After binding, an activator raises the activity of an enzyme, whereas an inhibitor decreases it.

In contrast to the conventional hyperbolic curve, the velocity versus substrate concentration graph of allosteric enzymes is an S-curve.

Mechanism of Allosteric Regulation

On the basis of substrate and effector molecules, there are two forms of allosteric regulation: Homotropic Control: In this case, the substrate molecule also serves as an effector. It is usually enzyme activation, which is also known as cooperativity, for example, oxygen binding to haemoglobin. Heterotropic Control: If the substrate and effector are not the same. The effector, such as CO2 binding to haemoglobin, can either activate or inhibit the enzyme. Allosteric regulation is divided into two sorts based on the regulator’s action: inhibition and activation. When an inhibitor binds to an enzyme, all of the active sites in the enzyme’s protein complex undergo conformational changes. As a result, the enzyme’s activity drops. To put it another way, an allosteric inhibitor is a chemical that binds to an enzyme only at an allosteric location. 

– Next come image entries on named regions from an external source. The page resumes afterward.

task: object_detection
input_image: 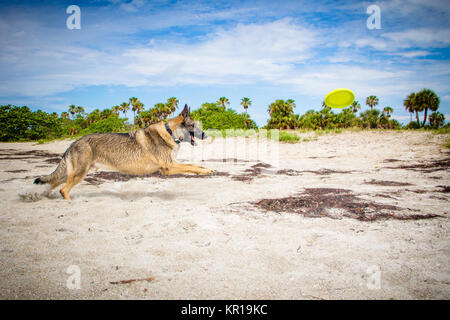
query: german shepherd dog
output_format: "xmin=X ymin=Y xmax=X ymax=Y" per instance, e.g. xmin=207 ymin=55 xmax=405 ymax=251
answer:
xmin=34 ymin=105 xmax=212 ymax=200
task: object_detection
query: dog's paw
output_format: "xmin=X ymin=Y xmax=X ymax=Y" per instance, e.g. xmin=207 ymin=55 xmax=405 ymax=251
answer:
xmin=202 ymin=168 xmax=215 ymax=174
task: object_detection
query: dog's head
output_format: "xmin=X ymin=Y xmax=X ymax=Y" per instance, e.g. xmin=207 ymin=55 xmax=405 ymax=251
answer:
xmin=180 ymin=104 xmax=208 ymax=146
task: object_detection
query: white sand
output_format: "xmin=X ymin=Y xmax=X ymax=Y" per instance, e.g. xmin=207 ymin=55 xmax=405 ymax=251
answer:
xmin=0 ymin=131 xmax=450 ymax=299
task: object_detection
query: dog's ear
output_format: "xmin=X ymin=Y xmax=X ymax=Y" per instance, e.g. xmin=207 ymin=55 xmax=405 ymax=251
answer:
xmin=181 ymin=104 xmax=191 ymax=118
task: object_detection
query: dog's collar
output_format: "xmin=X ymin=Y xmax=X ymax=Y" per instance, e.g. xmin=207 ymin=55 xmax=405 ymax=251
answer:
xmin=166 ymin=122 xmax=181 ymax=144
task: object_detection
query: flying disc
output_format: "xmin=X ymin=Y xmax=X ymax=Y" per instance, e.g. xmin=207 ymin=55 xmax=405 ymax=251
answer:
xmin=325 ymin=88 xmax=355 ymax=108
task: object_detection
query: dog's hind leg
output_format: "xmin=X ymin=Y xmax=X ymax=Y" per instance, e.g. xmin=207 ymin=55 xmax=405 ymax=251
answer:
xmin=59 ymin=156 xmax=90 ymax=200
xmin=161 ymin=163 xmax=213 ymax=175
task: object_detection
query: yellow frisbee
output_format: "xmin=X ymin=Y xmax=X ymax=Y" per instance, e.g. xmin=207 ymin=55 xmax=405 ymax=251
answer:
xmin=325 ymin=88 xmax=355 ymax=108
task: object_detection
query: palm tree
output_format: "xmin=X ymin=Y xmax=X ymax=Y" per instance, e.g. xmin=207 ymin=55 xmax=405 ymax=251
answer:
xmin=241 ymin=97 xmax=252 ymax=112
xmin=75 ymin=106 xmax=84 ymax=117
xmin=136 ymin=100 xmax=144 ymax=115
xmin=242 ymin=112 xmax=252 ymax=129
xmin=403 ymin=92 xmax=419 ymax=123
xmin=216 ymin=97 xmax=230 ymax=110
xmin=112 ymin=106 xmax=120 ymax=115
xmin=428 ymin=112 xmax=445 ymax=128
xmin=383 ymin=106 xmax=394 ymax=119
xmin=129 ymin=97 xmax=139 ymax=124
xmin=120 ymin=102 xmax=130 ymax=116
xmin=416 ymin=89 xmax=440 ymax=127
xmin=366 ymin=96 xmax=378 ymax=109
xmin=352 ymin=101 xmax=361 ymax=113
xmin=167 ymin=97 xmax=180 ymax=114
xmin=69 ymin=104 xmax=77 ymax=118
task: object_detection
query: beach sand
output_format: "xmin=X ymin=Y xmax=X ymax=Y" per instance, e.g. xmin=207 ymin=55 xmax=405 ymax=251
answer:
xmin=0 ymin=131 xmax=450 ymax=299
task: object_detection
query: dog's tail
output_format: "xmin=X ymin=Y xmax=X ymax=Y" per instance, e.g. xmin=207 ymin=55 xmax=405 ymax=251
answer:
xmin=33 ymin=154 xmax=67 ymax=185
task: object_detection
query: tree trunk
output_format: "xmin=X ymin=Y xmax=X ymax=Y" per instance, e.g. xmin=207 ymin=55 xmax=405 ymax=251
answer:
xmin=422 ymin=108 xmax=428 ymax=127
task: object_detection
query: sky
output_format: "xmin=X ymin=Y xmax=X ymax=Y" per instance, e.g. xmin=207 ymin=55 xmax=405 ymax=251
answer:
xmin=0 ymin=0 xmax=450 ymax=126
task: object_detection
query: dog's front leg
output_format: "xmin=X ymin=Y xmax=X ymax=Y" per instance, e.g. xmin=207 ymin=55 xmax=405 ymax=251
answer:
xmin=161 ymin=163 xmax=213 ymax=175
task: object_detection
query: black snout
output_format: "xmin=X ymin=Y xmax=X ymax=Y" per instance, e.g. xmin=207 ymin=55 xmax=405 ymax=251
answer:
xmin=189 ymin=131 xmax=195 ymax=146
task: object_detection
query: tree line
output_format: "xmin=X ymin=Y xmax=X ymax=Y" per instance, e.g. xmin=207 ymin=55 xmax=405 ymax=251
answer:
xmin=0 ymin=89 xmax=445 ymax=141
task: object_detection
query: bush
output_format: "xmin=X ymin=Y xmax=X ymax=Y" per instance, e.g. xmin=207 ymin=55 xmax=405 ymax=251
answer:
xmin=404 ymin=121 xmax=420 ymax=129
xmin=191 ymin=103 xmax=257 ymax=130
xmin=81 ymin=114 xmax=127 ymax=135
xmin=0 ymin=105 xmax=63 ymax=141
xmin=279 ymin=131 xmax=300 ymax=143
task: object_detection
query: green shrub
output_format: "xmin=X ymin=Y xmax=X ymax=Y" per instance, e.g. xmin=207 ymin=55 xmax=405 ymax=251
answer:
xmin=191 ymin=103 xmax=257 ymax=130
xmin=279 ymin=131 xmax=300 ymax=143
xmin=0 ymin=105 xmax=63 ymax=141
xmin=81 ymin=114 xmax=127 ymax=135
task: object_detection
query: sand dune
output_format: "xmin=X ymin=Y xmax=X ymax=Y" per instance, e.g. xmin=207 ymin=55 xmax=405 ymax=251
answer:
xmin=0 ymin=131 xmax=450 ymax=299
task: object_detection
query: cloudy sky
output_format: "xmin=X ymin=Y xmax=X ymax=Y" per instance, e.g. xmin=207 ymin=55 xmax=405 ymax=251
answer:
xmin=0 ymin=0 xmax=450 ymax=125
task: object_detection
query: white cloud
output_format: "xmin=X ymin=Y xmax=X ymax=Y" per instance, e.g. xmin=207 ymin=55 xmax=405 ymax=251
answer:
xmin=0 ymin=14 xmax=450 ymax=112
xmin=120 ymin=0 xmax=147 ymax=12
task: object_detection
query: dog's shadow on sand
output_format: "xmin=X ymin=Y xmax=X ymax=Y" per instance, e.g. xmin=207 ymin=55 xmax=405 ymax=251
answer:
xmin=72 ymin=191 xmax=184 ymax=201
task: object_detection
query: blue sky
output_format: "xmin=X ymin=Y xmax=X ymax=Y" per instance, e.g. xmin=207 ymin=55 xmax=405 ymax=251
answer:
xmin=0 ymin=0 xmax=450 ymax=125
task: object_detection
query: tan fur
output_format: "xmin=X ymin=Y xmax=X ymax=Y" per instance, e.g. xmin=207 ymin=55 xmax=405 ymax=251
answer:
xmin=35 ymin=107 xmax=212 ymax=200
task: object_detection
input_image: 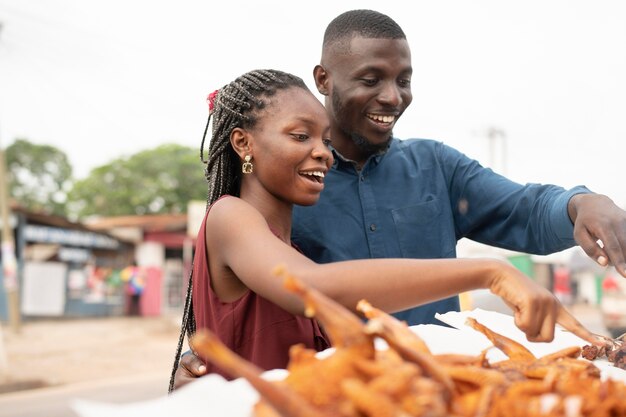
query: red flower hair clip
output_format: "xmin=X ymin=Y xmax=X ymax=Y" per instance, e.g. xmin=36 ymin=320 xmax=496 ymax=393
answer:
xmin=206 ymin=90 xmax=219 ymax=114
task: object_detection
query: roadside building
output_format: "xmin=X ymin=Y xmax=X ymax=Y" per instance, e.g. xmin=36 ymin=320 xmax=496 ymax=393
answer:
xmin=86 ymin=202 xmax=206 ymax=315
xmin=0 ymin=207 xmax=134 ymax=321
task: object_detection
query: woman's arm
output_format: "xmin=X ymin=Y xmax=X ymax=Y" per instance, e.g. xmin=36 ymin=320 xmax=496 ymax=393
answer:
xmin=206 ymin=198 xmax=597 ymax=343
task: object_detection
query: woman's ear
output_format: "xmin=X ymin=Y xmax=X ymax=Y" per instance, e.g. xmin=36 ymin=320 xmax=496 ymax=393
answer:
xmin=230 ymin=127 xmax=251 ymax=159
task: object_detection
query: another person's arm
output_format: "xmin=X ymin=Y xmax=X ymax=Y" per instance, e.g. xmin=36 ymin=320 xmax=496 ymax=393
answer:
xmin=567 ymin=194 xmax=626 ymax=277
xmin=206 ymin=198 xmax=597 ymax=343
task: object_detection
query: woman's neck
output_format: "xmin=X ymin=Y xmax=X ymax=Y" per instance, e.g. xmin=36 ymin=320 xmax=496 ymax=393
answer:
xmin=240 ymin=187 xmax=293 ymax=245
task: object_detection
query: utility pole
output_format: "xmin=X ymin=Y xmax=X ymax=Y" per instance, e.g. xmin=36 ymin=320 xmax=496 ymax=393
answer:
xmin=487 ymin=126 xmax=507 ymax=176
xmin=0 ymin=19 xmax=20 ymax=333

Activation by allosteric means: When an activator attaches, it improves the function of active sites, resulting in more substrate molecule binding. For the regulation of allosteric enzymes, two models have been proposed:

Koshland proposed the Simple Sequential Model. The binding of substrate causes the enzyme’s, The T form is preferred when the inhibitor binds, and the R form is preferred when the activator binds, in the same way as inhibitors and activators bind. The conformation of other subunits is affected by the binding of one subunit. The sequential model explains negative cooperativity in enzymes, such as tyrosyl tRNA synthetase, where substrate binding inhibits substrate binding.

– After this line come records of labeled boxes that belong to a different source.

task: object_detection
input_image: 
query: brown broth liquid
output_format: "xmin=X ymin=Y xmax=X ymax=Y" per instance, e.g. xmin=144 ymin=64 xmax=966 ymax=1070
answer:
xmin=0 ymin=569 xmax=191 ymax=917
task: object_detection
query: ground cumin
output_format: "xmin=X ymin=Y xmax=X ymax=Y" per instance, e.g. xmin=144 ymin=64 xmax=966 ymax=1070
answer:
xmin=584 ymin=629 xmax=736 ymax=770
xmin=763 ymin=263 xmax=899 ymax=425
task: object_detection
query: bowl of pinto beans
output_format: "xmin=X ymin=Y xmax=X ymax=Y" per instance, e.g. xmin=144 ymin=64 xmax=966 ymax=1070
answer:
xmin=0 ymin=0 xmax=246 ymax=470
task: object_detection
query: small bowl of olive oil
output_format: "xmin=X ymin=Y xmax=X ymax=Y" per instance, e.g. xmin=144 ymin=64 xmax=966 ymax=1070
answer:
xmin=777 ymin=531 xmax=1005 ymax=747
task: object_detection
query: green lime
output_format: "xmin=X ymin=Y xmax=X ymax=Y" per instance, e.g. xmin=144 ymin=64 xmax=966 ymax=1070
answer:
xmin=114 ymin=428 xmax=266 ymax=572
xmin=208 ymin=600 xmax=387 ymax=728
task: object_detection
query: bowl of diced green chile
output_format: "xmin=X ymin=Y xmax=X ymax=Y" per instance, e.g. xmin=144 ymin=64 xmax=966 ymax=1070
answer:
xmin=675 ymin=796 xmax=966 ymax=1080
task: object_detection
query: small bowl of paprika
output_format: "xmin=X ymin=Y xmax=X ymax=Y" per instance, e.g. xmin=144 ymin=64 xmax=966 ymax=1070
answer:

Symmetry or Concerted Model-

According to this idea, all of an enzyme’s subunits change at the same time. All of the subunits exist in either R (active) or T (inactive) forms, with the latter having a lower affinity for a substrate. The equilibrium of T R is shifted towards T by an inhibitor, while the equilibrium is shifted towards R by an activator, favouring binding. conformation to change from T (tensed) to R (relaxed) in this model (relaxed). According to the induced fit theory, the substrate binds. A conformational shift in one unit causes other subunits to alter as well. The cooperative binding is explained in this way. It illustrates how activators and inhibitors work together to regulate each other.

Examples of Allosteric Enzymes

Many allosteric enzymes participate in biochemical pathways, allowing the system to be well-controlled and modulated. Transcarbamoylase of Aspartate (ATCase)

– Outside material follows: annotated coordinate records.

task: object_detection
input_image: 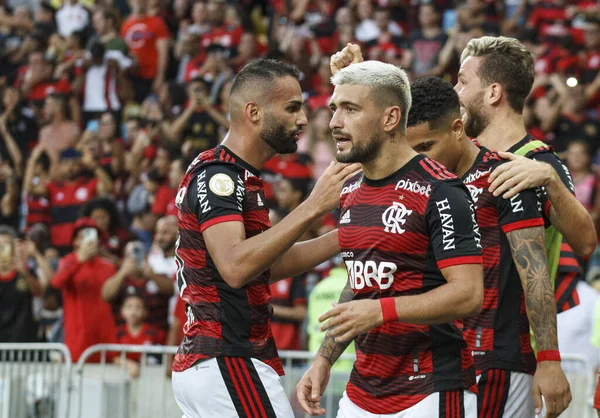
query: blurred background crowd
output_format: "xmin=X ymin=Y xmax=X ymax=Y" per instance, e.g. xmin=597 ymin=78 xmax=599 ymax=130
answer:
xmin=0 ymin=0 xmax=600 ymax=375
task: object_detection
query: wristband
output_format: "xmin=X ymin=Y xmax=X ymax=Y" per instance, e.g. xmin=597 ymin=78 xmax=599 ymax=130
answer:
xmin=537 ymin=350 xmax=560 ymax=363
xmin=379 ymin=298 xmax=398 ymax=324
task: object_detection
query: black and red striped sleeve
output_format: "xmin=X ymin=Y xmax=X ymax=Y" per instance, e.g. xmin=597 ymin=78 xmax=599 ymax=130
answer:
xmin=187 ymin=164 xmax=246 ymax=232
xmin=496 ymin=189 xmax=544 ymax=234
xmin=425 ymin=179 xmax=483 ymax=269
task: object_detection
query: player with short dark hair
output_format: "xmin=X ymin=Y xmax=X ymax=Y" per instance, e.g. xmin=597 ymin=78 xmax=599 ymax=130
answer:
xmin=407 ymin=78 xmax=568 ymax=418
xmin=173 ymin=59 xmax=358 ymax=418
xmin=297 ymin=61 xmax=483 ymax=418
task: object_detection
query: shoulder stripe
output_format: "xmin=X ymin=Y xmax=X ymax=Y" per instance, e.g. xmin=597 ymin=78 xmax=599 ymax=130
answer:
xmin=419 ymin=158 xmax=447 ymax=180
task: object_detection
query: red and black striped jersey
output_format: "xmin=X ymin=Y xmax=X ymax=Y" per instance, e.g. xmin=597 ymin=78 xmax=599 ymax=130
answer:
xmin=339 ymin=155 xmax=482 ymax=414
xmin=508 ymin=135 xmax=579 ymax=313
xmin=462 ymin=148 xmax=544 ymax=374
xmin=46 ymin=177 xmax=98 ymax=255
xmin=173 ymin=146 xmax=283 ymax=375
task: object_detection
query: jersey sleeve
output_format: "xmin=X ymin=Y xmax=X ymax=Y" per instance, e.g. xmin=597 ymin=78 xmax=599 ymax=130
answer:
xmin=496 ymin=171 xmax=544 ymax=234
xmin=425 ymin=180 xmax=483 ymax=269
xmin=187 ymin=164 xmax=246 ymax=232
xmin=532 ymin=152 xmax=575 ymax=217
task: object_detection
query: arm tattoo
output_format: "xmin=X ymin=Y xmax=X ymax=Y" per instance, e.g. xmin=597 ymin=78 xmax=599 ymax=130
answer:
xmin=507 ymin=226 xmax=558 ymax=351
xmin=319 ymin=279 xmax=354 ymax=366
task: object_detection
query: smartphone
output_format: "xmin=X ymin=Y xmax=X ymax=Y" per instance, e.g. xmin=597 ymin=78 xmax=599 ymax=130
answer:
xmin=131 ymin=242 xmax=146 ymax=268
xmin=85 ymin=119 xmax=100 ymax=134
xmin=83 ymin=228 xmax=98 ymax=242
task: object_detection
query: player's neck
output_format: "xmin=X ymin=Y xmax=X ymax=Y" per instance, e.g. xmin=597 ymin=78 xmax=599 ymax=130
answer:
xmin=127 ymin=322 xmax=144 ymax=336
xmin=454 ymin=135 xmax=479 ymax=178
xmin=477 ymin=110 xmax=527 ymax=151
xmin=361 ymin=137 xmax=417 ymax=180
xmin=221 ymin=128 xmax=275 ymax=170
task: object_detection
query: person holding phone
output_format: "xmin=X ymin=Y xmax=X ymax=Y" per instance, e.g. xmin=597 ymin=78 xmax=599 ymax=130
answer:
xmin=102 ymin=241 xmax=175 ymax=333
xmin=170 ymin=77 xmax=229 ymax=151
xmin=51 ymin=217 xmax=116 ymax=361
xmin=0 ymin=225 xmax=42 ymax=343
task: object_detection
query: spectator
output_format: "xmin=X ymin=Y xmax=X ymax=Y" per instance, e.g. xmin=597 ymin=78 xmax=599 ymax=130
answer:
xmin=77 ymin=42 xmax=132 ymax=124
xmin=170 ymin=79 xmax=229 ymax=152
xmin=152 ymin=159 xmax=187 ymax=218
xmin=25 ymin=145 xmax=112 ymax=255
xmin=566 ymin=140 xmax=598 ymax=214
xmin=39 ymin=93 xmax=81 ymax=157
xmin=113 ymin=294 xmax=165 ymax=378
xmin=56 ymin=0 xmax=90 ymax=38
xmin=86 ymin=8 xmax=129 ymax=56
xmin=81 ymin=197 xmax=132 ymax=263
xmin=147 ymin=216 xmax=179 ymax=298
xmin=271 ymin=276 xmax=306 ymax=350
xmin=0 ymin=86 xmax=38 ymax=177
xmin=0 ymin=160 xmax=19 ymax=225
xmin=0 ymin=225 xmax=43 ymax=343
xmin=51 ymin=218 xmax=116 ymax=361
xmin=410 ymin=3 xmax=450 ymax=78
xmin=121 ymin=0 xmax=169 ymax=103
xmin=102 ymin=241 xmax=174 ymax=333
xmin=298 ymin=106 xmax=337 ymax=178
xmin=365 ymin=8 xmax=411 ymax=68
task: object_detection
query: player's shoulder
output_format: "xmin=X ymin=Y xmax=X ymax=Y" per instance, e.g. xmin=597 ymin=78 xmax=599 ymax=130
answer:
xmin=340 ymin=172 xmax=363 ymax=198
xmin=462 ymin=147 xmax=506 ymax=184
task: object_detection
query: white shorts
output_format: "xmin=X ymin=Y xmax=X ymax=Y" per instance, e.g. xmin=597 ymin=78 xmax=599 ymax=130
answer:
xmin=173 ymin=357 xmax=294 ymax=418
xmin=337 ymin=390 xmax=477 ymax=418
xmin=477 ymin=369 xmax=535 ymax=418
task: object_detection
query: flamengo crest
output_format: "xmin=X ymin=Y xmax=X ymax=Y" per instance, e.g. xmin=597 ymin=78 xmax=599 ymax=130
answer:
xmin=381 ymin=202 xmax=412 ymax=234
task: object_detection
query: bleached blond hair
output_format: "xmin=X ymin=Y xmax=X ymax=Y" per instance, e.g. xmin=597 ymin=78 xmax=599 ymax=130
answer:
xmin=331 ymin=61 xmax=412 ymax=135
xmin=460 ymin=36 xmax=535 ymax=113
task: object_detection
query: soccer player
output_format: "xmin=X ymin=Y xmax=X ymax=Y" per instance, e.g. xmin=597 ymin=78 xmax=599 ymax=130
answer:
xmin=297 ymin=61 xmax=483 ymax=418
xmin=407 ymin=78 xmax=571 ymax=418
xmin=455 ymin=36 xmax=597 ymax=308
xmin=173 ymin=59 xmax=359 ymax=418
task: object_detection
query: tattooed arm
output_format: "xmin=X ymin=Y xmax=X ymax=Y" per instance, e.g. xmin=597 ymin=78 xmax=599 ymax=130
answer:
xmin=315 ymin=280 xmax=354 ymax=366
xmin=506 ymin=226 xmax=571 ymax=417
xmin=296 ymin=280 xmax=354 ymax=415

Pyrimidine biosynthesis is catalysed by ATCase.

The end product, cytidine triphosphate (CTP), also inhibits the process. It’s known as ATP (adenosine triphosphate) feedback regulation; a purine nucleotide initiates the activity, and a high concentration of ATP can overcome CTP inhibition.

When a high concentration of purine nucleotide is present, this ensures the synthesis of pyrimidine nucleotides. 

Glucokinase

It’s crucial for glucose homeostasis to work properly. It increases glycogen production in the liver by converting glucose to glucose-6-phosphate. It also detects glucose levels in order for pancreatic beta cells to release insulin.

Because glucokinase has a limited affinity for glucose, it only activates when there is a high quantity of glucose in the liver that has to be converted to glycogen.

Glucokinase activity is controlled by glucokinase regulatory proteins.

Carboxylase of acetyl-CoA

The enzyme acetyl-CoA carboxylase controls lipogenesis.

Citrate activates this enzyme, which is blocked by a long chain acyl-CoA molecule like palmitoyl-CoA, which is an example of negative feedback inhibition by product.

Acetyl-CoA carboxylase is also influenced by hormones that affect phosphorylation and dephosphorylation, such as glucagon and epinephrine.

CONCLUSION

There are numerous allosteric enzymes involved in metabolic pathways. Aspartate Transcarbamoylase, Glucokinase, and Acetyl-CoA Carboxylase are other examples. Quaternary structure is found in enzymes with many subunits. Individual catalytic subunits have their unique active site as a result of the many subunits. This means that a quaternary structure enzyme can bind several substrate molecules.